It is shortly past midnight. The craze of a long evening at the airport, of madness at check-in and chaos at security, has finally calmed down. The flight attendants have passed through the aisles with generous offerings of food and drink. I'm enjoying a gin and tonic as I did on my way out. This time, sadly, I got no Bombay Sapphire, but with double shots how can I complain?
The drinks, and Moby on my iPod, are putting me in the right mood to spend the next six hours unconscious, trying to make the flight as painless as possible. But before I drift off into the psychedelically colored cushions of the airplane's seats, I want to record the memories of the past three weeks that are bouncing around in my head.
The conference was scientifically sound and some of the talks positively inspiring. Unfortunately, the days were so crammed with talks that there wasn't nearly enough time for socializing, chatting and networking, which is undoubtedly the main point of going to a conference. Otherwise, one might just watch live casts or recordings on the internet and save a lot of money and travel time.
The road trip through Ontario and Québec was good, though not spectacular in any way. Montréal and Québec City are both charming, but the true beauty and appeal of Canada lie in its outdoors. Of those, we didn't see much. The day we had set aside for hiking was drowned by unseasonable rains.
It had also started off in a horrid motel, and the stark contrast between the tattered room and the breathtaking landscape beyond its soiled windows made me question my way of traveling which, over the last few years, has become more grown-up and mainstream and less concerned about saving every last little penny. After crossing over into the U.S. (and after visiting the spectacular, awesome, in one word, unmissable Niagara Falls), I found out what I've been missing.
I spent four days in the Adirondacks, a moutainous region in New York state covered with dense forests and dotted with countless beautiful lakes. First, I stayed with a couple I had befriended in Salt Lake. I hadn't seen them in more than four years, but sitting on the floating dock in front of their camp at Big Moose Lake with a cool Saranac Lake Ale in hand, there was an immediate and intimate connection, as if we did this every weekend.

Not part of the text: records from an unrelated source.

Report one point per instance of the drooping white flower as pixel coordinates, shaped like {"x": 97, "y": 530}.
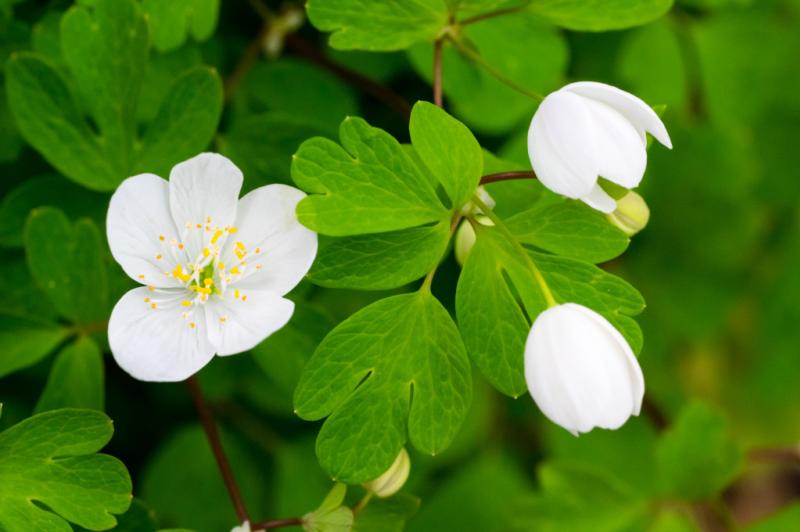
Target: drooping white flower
{"x": 580, "y": 370}
{"x": 214, "y": 267}
{"x": 588, "y": 130}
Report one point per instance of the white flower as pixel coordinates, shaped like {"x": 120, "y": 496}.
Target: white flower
{"x": 214, "y": 267}
{"x": 587, "y": 130}
{"x": 580, "y": 370}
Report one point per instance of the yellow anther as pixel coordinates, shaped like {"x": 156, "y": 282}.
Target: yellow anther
{"x": 178, "y": 274}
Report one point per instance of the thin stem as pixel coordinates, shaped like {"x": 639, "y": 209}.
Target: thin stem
{"x": 437, "y": 72}
{"x": 210, "y": 427}
{"x": 476, "y": 58}
{"x": 492, "y": 14}
{"x": 548, "y": 295}
{"x": 277, "y": 523}
{"x": 507, "y": 176}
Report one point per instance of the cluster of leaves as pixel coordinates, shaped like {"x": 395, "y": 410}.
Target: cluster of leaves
{"x": 105, "y": 89}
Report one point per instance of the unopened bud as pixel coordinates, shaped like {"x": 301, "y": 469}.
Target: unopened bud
{"x": 465, "y": 238}
{"x": 631, "y": 215}
{"x": 393, "y": 479}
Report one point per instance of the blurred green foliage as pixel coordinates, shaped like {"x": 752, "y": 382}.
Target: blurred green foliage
{"x": 133, "y": 87}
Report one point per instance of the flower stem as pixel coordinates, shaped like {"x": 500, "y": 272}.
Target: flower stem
{"x": 476, "y": 58}
{"x": 507, "y": 176}
{"x": 491, "y": 14}
{"x": 546, "y": 292}
{"x": 437, "y": 72}
{"x": 210, "y": 428}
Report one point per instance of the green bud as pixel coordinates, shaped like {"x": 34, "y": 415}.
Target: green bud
{"x": 631, "y": 215}
{"x": 393, "y": 479}
{"x": 465, "y": 238}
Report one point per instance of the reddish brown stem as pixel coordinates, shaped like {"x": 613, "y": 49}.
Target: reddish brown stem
{"x": 210, "y": 427}
{"x": 277, "y": 523}
{"x": 507, "y": 176}
{"x": 437, "y": 72}
{"x": 376, "y": 90}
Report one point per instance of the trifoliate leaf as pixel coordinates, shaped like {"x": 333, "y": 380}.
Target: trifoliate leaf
{"x": 105, "y": 50}
{"x": 570, "y": 229}
{"x": 393, "y": 370}
{"x": 66, "y": 261}
{"x": 499, "y": 296}
{"x": 369, "y": 184}
{"x": 600, "y": 15}
{"x": 52, "y": 475}
{"x": 449, "y": 150}
{"x": 50, "y": 190}
{"x": 172, "y": 22}
{"x": 696, "y": 458}
{"x": 23, "y": 341}
{"x": 382, "y": 260}
{"x": 76, "y": 378}
{"x": 382, "y": 25}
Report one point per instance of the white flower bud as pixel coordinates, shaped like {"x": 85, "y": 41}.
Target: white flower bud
{"x": 580, "y": 370}
{"x": 589, "y": 130}
{"x": 465, "y": 238}
{"x": 393, "y": 479}
{"x": 631, "y": 214}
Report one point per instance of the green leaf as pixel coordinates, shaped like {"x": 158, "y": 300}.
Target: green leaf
{"x": 601, "y": 15}
{"x": 384, "y": 25}
{"x": 23, "y": 342}
{"x": 570, "y": 229}
{"x": 537, "y": 61}
{"x": 499, "y": 295}
{"x": 387, "y": 515}
{"x": 50, "y": 459}
{"x": 76, "y": 378}
{"x": 449, "y": 150}
{"x": 396, "y": 368}
{"x": 105, "y": 53}
{"x": 66, "y": 261}
{"x": 369, "y": 184}
{"x": 696, "y": 458}
{"x": 380, "y": 261}
{"x": 172, "y": 22}
{"x": 579, "y": 282}
{"x": 50, "y": 190}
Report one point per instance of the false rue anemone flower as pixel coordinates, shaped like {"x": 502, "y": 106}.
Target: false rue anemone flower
{"x": 588, "y": 130}
{"x": 580, "y": 371}
{"x": 213, "y": 267}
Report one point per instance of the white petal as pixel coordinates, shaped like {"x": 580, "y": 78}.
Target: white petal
{"x": 159, "y": 344}
{"x": 203, "y": 194}
{"x": 276, "y": 248}
{"x": 634, "y": 109}
{"x": 561, "y": 145}
{"x": 242, "y": 319}
{"x": 581, "y": 371}
{"x": 621, "y": 155}
{"x": 140, "y": 230}
{"x": 600, "y": 200}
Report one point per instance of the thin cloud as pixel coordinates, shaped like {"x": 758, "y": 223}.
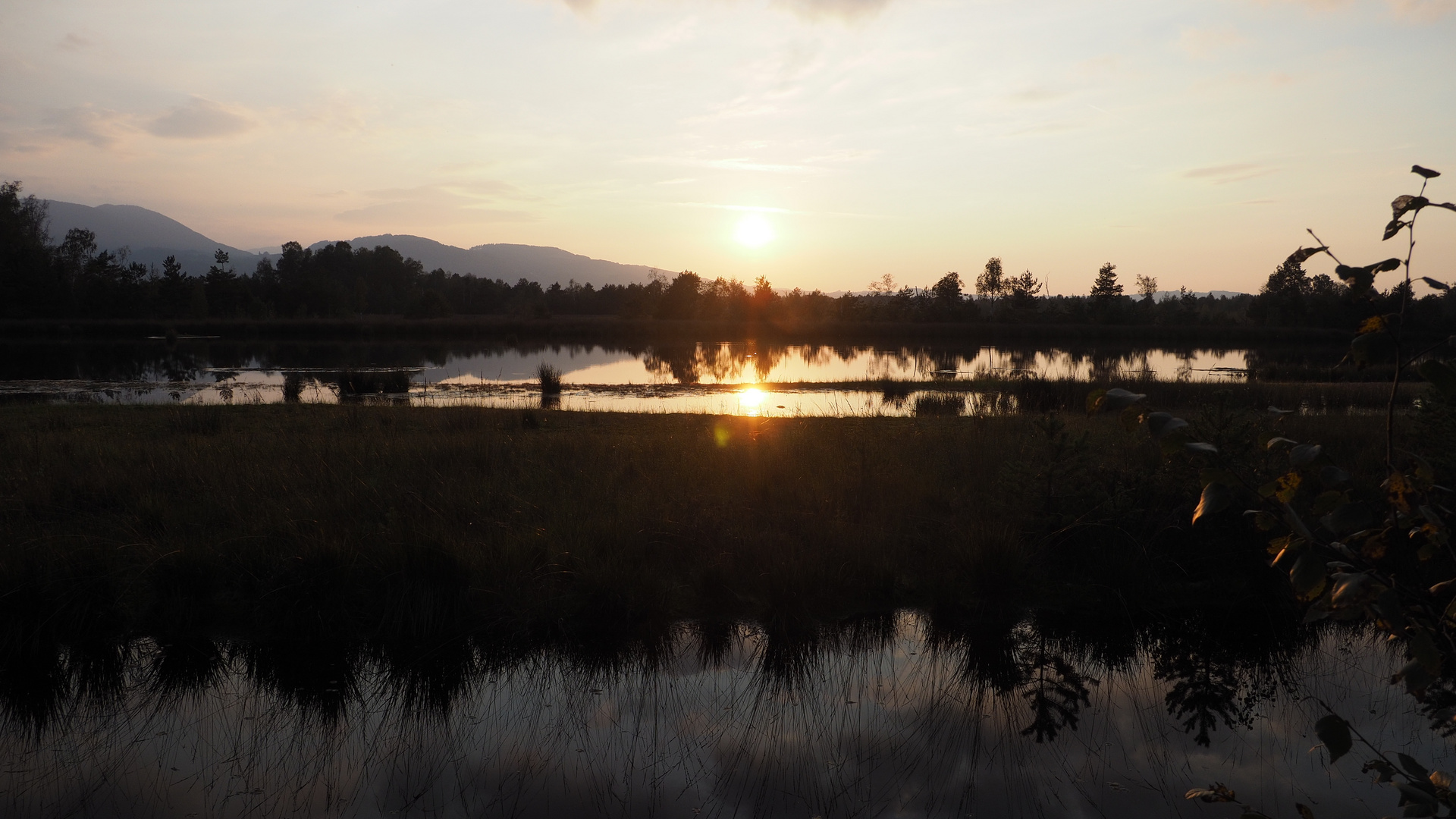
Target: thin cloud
{"x": 74, "y": 42}
{"x": 1204, "y": 42}
{"x": 842, "y": 9}
{"x": 89, "y": 124}
{"x": 1037, "y": 93}
{"x": 1225, "y": 174}
{"x": 200, "y": 118}
{"x": 1423, "y": 11}
{"x": 808, "y": 9}
{"x": 469, "y": 203}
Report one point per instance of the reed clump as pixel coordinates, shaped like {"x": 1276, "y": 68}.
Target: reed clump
{"x": 549, "y": 379}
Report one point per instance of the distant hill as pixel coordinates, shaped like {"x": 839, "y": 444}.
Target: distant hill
{"x": 510, "y": 262}
{"x": 152, "y": 237}
{"x": 149, "y": 235}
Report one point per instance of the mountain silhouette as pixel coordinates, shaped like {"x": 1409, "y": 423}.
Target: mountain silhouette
{"x": 509, "y": 262}
{"x": 152, "y": 237}
{"x": 146, "y": 234}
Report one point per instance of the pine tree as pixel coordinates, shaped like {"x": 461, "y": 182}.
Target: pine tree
{"x": 1106, "y": 287}
{"x": 990, "y": 283}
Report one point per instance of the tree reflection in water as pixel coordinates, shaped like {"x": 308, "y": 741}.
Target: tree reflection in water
{"x": 943, "y": 713}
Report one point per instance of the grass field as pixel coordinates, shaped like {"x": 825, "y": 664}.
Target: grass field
{"x": 443, "y": 542}
{"x": 262, "y": 515}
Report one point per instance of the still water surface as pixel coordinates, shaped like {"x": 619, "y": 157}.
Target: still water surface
{"x": 894, "y": 727}
{"x": 718, "y": 378}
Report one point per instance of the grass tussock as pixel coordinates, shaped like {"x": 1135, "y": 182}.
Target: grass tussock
{"x": 300, "y": 538}
{"x": 549, "y": 379}
{"x": 278, "y": 525}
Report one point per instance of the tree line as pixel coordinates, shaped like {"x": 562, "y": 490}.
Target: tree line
{"x": 76, "y": 279}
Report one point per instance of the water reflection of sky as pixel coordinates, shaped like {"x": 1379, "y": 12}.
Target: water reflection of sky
{"x": 601, "y": 378}
{"x": 889, "y": 732}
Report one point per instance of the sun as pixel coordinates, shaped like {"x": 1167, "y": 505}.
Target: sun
{"x": 753, "y": 231}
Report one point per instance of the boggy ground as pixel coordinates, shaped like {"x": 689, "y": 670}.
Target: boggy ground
{"x": 259, "y": 516}
{"x": 303, "y": 538}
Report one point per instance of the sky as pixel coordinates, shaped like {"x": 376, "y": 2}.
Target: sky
{"x": 820, "y": 143}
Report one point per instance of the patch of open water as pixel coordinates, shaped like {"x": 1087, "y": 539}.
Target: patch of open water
{"x": 897, "y": 727}
{"x": 717, "y": 378}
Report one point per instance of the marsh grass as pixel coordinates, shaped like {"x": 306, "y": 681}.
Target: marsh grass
{"x": 302, "y": 539}
{"x": 549, "y": 379}
{"x": 940, "y": 404}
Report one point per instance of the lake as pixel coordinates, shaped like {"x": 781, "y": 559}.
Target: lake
{"x": 884, "y": 719}
{"x": 740, "y": 378}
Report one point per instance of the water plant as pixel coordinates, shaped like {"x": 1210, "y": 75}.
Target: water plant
{"x": 549, "y": 379}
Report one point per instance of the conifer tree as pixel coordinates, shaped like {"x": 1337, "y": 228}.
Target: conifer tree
{"x": 1106, "y": 286}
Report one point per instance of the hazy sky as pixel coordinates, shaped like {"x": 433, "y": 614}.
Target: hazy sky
{"x": 1187, "y": 140}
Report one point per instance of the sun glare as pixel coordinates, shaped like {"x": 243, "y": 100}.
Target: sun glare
{"x": 753, "y": 231}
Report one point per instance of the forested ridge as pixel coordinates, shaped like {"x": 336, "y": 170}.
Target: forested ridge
{"x": 74, "y": 279}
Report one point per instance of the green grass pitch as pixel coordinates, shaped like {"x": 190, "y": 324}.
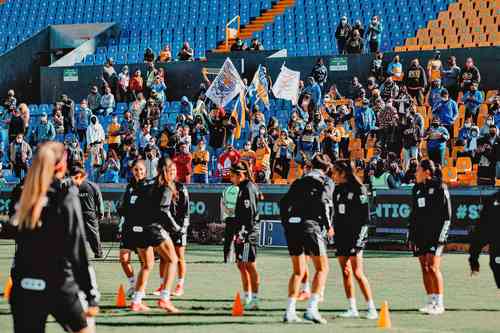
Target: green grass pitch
{"x": 473, "y": 304}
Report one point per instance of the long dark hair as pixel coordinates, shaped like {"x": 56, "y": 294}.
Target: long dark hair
{"x": 435, "y": 171}
{"x": 163, "y": 166}
{"x": 346, "y": 167}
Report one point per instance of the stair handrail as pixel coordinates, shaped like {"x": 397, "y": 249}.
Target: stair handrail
{"x": 237, "y": 17}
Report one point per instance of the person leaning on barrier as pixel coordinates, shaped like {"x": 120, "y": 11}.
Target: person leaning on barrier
{"x": 487, "y": 232}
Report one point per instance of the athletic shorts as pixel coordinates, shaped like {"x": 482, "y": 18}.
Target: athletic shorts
{"x": 141, "y": 237}
{"x": 310, "y": 243}
{"x": 495, "y": 268}
{"x": 179, "y": 238}
{"x": 435, "y": 250}
{"x": 245, "y": 252}
{"x": 30, "y": 310}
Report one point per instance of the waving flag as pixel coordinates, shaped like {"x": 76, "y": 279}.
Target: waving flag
{"x": 226, "y": 85}
{"x": 287, "y": 85}
{"x": 258, "y": 89}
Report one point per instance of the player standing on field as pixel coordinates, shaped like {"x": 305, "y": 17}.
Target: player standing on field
{"x": 429, "y": 224}
{"x": 306, "y": 214}
{"x": 351, "y": 219}
{"x": 487, "y": 232}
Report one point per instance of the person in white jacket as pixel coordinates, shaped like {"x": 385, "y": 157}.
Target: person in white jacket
{"x": 95, "y": 142}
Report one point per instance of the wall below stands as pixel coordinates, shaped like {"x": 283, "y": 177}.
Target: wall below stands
{"x": 184, "y": 78}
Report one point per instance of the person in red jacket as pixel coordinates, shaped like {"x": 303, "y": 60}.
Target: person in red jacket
{"x": 229, "y": 158}
{"x": 183, "y": 161}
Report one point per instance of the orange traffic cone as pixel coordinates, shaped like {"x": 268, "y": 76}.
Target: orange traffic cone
{"x": 120, "y": 298}
{"x": 384, "y": 320}
{"x": 237, "y": 306}
{"x": 7, "y": 289}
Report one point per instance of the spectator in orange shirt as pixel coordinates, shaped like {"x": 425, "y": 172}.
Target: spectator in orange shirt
{"x": 182, "y": 161}
{"x": 201, "y": 157}
{"x": 114, "y": 138}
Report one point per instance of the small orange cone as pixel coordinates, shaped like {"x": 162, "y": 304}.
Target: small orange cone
{"x": 7, "y": 289}
{"x": 120, "y": 298}
{"x": 237, "y": 306}
{"x": 384, "y": 320}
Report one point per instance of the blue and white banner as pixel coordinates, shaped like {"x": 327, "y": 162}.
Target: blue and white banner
{"x": 226, "y": 85}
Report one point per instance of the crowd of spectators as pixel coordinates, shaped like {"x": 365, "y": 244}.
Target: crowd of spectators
{"x": 379, "y": 121}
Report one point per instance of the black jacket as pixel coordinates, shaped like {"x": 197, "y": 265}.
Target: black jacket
{"x": 137, "y": 206}
{"x": 430, "y": 215}
{"x": 55, "y": 252}
{"x": 351, "y": 215}
{"x": 246, "y": 210}
{"x": 91, "y": 201}
{"x": 487, "y": 231}
{"x": 173, "y": 214}
{"x": 310, "y": 200}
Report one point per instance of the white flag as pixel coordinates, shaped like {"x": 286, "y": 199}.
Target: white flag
{"x": 226, "y": 85}
{"x": 287, "y": 85}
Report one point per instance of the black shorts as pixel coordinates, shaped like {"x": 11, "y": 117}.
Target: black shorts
{"x": 141, "y": 237}
{"x": 495, "y": 268}
{"x": 179, "y": 238}
{"x": 245, "y": 252}
{"x": 310, "y": 242}
{"x": 435, "y": 250}
{"x": 30, "y": 310}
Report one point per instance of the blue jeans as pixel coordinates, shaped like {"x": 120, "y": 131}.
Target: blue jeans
{"x": 200, "y": 178}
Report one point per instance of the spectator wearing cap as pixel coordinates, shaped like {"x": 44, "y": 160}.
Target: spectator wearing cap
{"x": 472, "y": 100}
{"x": 365, "y": 121}
{"x": 16, "y": 125}
{"x": 447, "y": 112}
{"x": 374, "y": 34}
{"x": 107, "y": 102}
{"x": 320, "y": 73}
{"x": 283, "y": 150}
{"x": 20, "y": 154}
{"x": 123, "y": 85}
{"x": 10, "y": 100}
{"x": 434, "y": 67}
{"x": 186, "y": 53}
{"x": 44, "y": 130}
{"x": 94, "y": 100}
{"x": 434, "y": 96}
{"x": 437, "y": 136}
{"x": 450, "y": 76}
{"x": 395, "y": 69}
{"x": 355, "y": 43}
{"x": 201, "y": 159}
{"x": 469, "y": 75}
{"x": 416, "y": 81}
{"x": 109, "y": 75}
{"x": 342, "y": 33}
{"x": 389, "y": 90}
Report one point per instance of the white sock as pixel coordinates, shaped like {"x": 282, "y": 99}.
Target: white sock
{"x": 138, "y": 296}
{"x": 352, "y": 304}
{"x": 165, "y": 294}
{"x": 439, "y": 300}
{"x": 291, "y": 305}
{"x": 313, "y": 302}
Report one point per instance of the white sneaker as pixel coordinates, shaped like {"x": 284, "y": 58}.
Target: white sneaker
{"x": 291, "y": 318}
{"x": 372, "y": 314}
{"x": 426, "y": 308}
{"x": 436, "y": 310}
{"x": 349, "y": 314}
{"x": 314, "y": 317}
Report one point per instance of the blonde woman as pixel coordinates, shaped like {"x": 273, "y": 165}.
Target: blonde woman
{"x": 51, "y": 267}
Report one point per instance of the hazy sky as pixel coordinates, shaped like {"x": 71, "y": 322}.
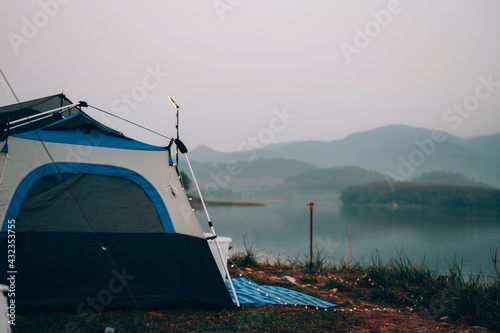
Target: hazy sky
{"x": 262, "y": 71}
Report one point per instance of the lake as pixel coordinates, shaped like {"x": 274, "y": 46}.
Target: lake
{"x": 439, "y": 234}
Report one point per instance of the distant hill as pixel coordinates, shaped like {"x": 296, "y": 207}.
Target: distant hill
{"x": 331, "y": 179}
{"x": 446, "y": 177}
{"x": 402, "y": 152}
{"x": 242, "y": 178}
{"x": 436, "y": 195}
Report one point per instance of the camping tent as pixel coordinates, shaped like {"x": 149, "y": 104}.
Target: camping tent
{"x": 100, "y": 220}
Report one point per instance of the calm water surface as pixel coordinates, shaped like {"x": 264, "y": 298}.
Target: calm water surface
{"x": 436, "y": 234}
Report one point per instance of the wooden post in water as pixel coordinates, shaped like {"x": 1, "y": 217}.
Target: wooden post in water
{"x": 311, "y": 207}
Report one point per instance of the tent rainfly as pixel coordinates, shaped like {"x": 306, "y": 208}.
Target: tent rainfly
{"x": 98, "y": 220}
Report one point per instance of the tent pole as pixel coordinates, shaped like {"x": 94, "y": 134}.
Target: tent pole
{"x": 213, "y": 233}
{"x": 43, "y": 113}
{"x": 131, "y": 122}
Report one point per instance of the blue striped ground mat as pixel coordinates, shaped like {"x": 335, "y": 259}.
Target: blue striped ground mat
{"x": 251, "y": 294}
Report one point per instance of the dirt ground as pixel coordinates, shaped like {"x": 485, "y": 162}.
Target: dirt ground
{"x": 367, "y": 316}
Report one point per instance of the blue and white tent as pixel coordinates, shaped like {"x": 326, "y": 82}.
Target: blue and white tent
{"x": 99, "y": 220}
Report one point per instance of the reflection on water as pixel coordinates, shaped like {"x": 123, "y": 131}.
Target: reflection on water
{"x": 436, "y": 234}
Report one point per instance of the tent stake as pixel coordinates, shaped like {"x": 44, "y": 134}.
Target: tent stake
{"x": 213, "y": 233}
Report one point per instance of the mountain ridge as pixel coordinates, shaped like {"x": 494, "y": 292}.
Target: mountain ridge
{"x": 398, "y": 151}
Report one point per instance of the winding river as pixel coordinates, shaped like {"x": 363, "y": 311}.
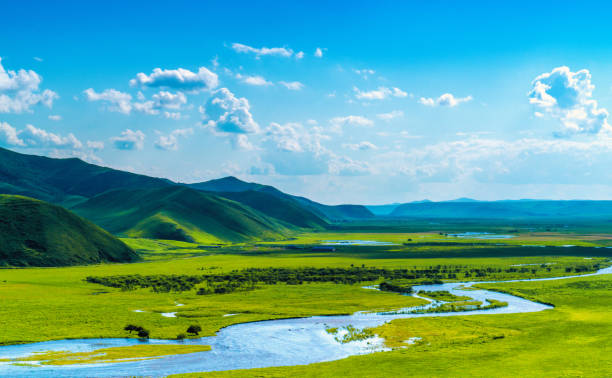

The next morning, I was gently but firmly awoken at six to go canoe before the ripples of motorized traffic scarred the dark green mirror of the lake. We glided across the water in near silence, the soft splashes of two paddles the only audible sign of our presence. That was enough for a blue heron to get spooked from his place of nocturnal rest, but the loons didn't seem to mind too much.
From Big Moose Lake it was only a short two-hour drive to Lake Placid where I was to meet my graduate-school roommate of two years and his sister, both of whom I hadn't seen in years. Sean had booked a canvas cabin at the Adirondack Loj and promised to bring the mountain bike formerly owned by his wife.
It was the same bike I had ridden the day of their wedding, when I dismayed Sean with my verdict of wet east-coast roots that he thought would proof deadly to me, metaphorically speaking. Not much different from sand-covered slick-rock, I said, and gloated about all the fun I had while he prepared to get married. This bike is the best I've ever ridden and it helped me easily clear all the muddy trails, watery holes, two-foot drops, roots and leaves that we encountered this time around.
Conditions for riding were far from perfect. It has rained all July and the terrain was soaked. Fifteen minutes into our Friday ride, we were dripping wet and our legs black from the mud. We had a blast. I decided there and then that the next city I move to will need to have good mountain biking close by. It's just too much fun to live without.
But the fun of blasting through the woods on a Canadian fully did not compare to the fun we had before and after the rides, hanging out in Lake Placid, by Mirror Lake or on our campsite. We chatted for hours, reveling in memories of our glorious past, reviving heroic stories of snow riding in the Wasatch or mountain biking in the desert, and enjoying the company of dear friends.
When I don't see friends for years, there comes a point when I wonder how things are between us. In emails, it always feels like always, as if no time had passed at all, but I'm never so sure. I'm suspicious that the positive replies I always get to my suggestions for get-togethers owe more to my stubborn persistence than to lasting friendships. In the case of the couple from Salt Lake and of Sean and Stacy, I found out that nothing had coming between us, and that good friendships don't die easily.
There is no doubt that the sojourn in the U.S. was the high point of my summer vacation. I could lean back and fall asleep in sweet memories, but there's one thing that's keeping me awake on my flight back. How I can keep staying in close contact with the friends I've acquired over the years in different places and who, themselves, have scattered all over the place? I'll have to travel more and you guys, please, come visit me.